Cabinet de conseil régional B 719,21 milliards de dollars US (2024)Ce chiffre concerne uniquement les infrastructures routières et autoroutières, il n'est donc pas directement comparable à un total de construction de transports tous modes incluant le rail, les ports et les aéroports. L'écart d'année compte également car les cycles de dépenses d'investissement routières et l'inflation des coûts peuvent faire varier rapidement les totaux à travers l'Asie-Pacifique.

Dans l'ensemble, l'écart s'explique principalement par les frontières de portée (routes uniquement contre tous les modes de transport) et par les choix de calendrier concernant la devise et l'escalade. En rattachant le modèle à la valeur de construction exécutée et en la vérifiant par rapport à la cadence des attributions et aux indices de coûts, nous maintenons la taille finale du marché traçable à des intrants qui peuvent être retestés et mis à jour de manière reproductible.

Questions clés traitées dans le rapport

Quelle est la taille du marché de la construction d'infrastructures de transport en Asie Pacifique en 2026 ?

Il est évalué à 674,51 milliards USD en 2026 et devrait atteindre 992,36 milliards USD d'ici 2031.

Quel pays connaîtra la croissance la plus rapide jusqu'en 2031 ?

L'Inde est en tête avec un CAGR prévisionnel de 10,02 %, ancré par son Pipeline National d'Infrastructures et de multiples projets de métros et d'aéroports.

Quel est le rôle des capitaux privés dans les projets à venir ?
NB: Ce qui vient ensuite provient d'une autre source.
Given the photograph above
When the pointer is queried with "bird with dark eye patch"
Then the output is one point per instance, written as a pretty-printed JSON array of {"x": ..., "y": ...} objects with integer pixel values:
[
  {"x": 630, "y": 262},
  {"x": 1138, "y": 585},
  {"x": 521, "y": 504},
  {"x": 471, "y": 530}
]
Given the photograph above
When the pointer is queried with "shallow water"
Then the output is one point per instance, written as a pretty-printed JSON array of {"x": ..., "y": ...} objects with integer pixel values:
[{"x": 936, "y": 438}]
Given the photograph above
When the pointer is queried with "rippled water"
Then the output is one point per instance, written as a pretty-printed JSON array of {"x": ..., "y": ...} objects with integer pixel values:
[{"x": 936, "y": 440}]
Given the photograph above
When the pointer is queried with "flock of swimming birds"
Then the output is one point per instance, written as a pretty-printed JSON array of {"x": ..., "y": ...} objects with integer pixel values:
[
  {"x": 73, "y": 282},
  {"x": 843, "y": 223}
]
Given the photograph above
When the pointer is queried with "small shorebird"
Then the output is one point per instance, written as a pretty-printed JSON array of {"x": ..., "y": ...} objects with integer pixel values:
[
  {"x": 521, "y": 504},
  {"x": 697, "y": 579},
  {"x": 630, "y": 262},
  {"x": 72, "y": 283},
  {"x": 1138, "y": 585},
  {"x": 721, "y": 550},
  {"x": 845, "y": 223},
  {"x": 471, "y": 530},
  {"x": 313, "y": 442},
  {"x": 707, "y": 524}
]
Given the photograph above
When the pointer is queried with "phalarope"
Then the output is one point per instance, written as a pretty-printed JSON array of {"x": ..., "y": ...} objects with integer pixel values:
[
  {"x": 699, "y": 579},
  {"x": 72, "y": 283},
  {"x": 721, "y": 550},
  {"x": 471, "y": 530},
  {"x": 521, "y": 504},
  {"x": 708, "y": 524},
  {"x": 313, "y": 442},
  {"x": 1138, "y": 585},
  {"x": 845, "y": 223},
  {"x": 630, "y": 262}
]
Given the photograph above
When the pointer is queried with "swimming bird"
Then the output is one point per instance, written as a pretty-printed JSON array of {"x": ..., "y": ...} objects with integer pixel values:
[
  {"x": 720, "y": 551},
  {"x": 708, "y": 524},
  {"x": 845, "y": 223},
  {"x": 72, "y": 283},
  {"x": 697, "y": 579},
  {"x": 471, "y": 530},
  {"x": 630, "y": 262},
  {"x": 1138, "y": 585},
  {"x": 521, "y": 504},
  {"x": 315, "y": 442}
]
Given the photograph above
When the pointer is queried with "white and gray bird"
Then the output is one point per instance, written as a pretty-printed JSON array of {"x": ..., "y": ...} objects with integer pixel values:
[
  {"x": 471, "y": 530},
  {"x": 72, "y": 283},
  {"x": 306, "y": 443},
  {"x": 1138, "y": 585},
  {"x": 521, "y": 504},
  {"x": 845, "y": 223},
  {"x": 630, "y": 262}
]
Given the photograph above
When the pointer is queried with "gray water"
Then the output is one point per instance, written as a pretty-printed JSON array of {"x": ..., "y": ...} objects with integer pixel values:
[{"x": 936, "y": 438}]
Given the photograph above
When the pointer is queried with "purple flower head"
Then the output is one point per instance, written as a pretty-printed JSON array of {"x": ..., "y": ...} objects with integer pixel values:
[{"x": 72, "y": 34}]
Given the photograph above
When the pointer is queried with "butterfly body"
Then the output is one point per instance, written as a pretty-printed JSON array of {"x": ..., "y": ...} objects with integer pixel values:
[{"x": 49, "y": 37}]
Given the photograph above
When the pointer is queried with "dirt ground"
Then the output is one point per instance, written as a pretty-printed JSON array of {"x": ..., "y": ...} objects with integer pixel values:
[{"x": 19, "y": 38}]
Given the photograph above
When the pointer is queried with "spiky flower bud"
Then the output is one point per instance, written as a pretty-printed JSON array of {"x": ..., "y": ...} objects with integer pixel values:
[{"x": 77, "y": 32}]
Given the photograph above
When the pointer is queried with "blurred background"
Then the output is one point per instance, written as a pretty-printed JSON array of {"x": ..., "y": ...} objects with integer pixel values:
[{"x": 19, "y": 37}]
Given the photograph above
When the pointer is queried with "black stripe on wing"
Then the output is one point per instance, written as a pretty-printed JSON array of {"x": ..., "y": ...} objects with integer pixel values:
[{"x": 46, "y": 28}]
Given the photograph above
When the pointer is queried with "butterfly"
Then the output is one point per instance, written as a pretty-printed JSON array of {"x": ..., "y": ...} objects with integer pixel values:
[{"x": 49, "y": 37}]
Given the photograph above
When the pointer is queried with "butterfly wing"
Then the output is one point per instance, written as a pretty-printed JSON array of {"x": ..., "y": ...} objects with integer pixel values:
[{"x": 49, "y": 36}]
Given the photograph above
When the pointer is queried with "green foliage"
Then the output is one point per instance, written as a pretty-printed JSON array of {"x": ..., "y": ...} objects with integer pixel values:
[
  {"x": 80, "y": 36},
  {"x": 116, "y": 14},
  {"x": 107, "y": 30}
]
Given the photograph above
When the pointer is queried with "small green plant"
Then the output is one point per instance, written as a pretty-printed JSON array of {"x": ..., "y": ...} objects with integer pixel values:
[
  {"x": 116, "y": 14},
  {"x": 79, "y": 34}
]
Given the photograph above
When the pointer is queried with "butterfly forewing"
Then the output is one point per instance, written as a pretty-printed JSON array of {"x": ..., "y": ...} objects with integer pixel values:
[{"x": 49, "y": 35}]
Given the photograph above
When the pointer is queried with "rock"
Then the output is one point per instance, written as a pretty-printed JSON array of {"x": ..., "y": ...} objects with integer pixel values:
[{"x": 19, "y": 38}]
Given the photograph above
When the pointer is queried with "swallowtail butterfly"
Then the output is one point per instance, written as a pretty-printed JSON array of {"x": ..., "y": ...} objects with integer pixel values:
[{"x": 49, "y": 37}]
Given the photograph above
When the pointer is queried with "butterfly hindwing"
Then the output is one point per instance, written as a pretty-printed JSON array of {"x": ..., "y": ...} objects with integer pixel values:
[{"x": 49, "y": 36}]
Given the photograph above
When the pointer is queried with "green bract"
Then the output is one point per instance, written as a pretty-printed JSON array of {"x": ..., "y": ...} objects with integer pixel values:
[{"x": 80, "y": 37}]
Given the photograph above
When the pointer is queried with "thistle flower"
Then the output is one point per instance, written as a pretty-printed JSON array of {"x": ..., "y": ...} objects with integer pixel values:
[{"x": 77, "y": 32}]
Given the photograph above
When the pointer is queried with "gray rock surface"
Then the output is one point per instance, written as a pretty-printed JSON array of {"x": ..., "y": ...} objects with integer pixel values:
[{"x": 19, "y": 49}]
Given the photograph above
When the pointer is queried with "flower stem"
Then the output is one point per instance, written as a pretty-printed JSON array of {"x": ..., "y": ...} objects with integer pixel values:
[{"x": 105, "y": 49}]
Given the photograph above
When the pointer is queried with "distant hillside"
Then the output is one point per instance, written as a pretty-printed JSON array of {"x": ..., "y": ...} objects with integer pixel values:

L'investissement privé progresse à un CAGR de 9,52 % grâce à des cadres de partenariat public-privé matures qui combinent la dette multilatérale, les garanties souveraines et les tarifs indexés pour réduire les risques.

Pourquoi les chemins de fer gagnent-ils en dynamisme par rapport aux routes ?

L'électrification intensive, les corridors à grande vitesse et la baisse des coûts d'exploitation soutiennent un CAGR de 8,83 % pour les projets ferroviaires, détournant le fret et les navetteurs des routes.

Quels sont les principaux risques auxquels font face les promoteurs ?

La hausse des taux d'intérêt, les retards d'acquisition foncière et les pénuries de main-d'œuvre qualifiée peuvent avoir un impact négatif cumulé allant jusqu'à 1,4 % sur le CAGR et prolonger les délais de jusqu'à deux ans.

Quelles technologies définissent les actifs de transport de nouvelle génération ?

L'automatisation, les grues portuaires connectées en 5G, le traitement biométrique aéroportuaire, la construction modulaire et les jumeaux numériques pour la surveillance des actifs deviennent des standards dans toute la région.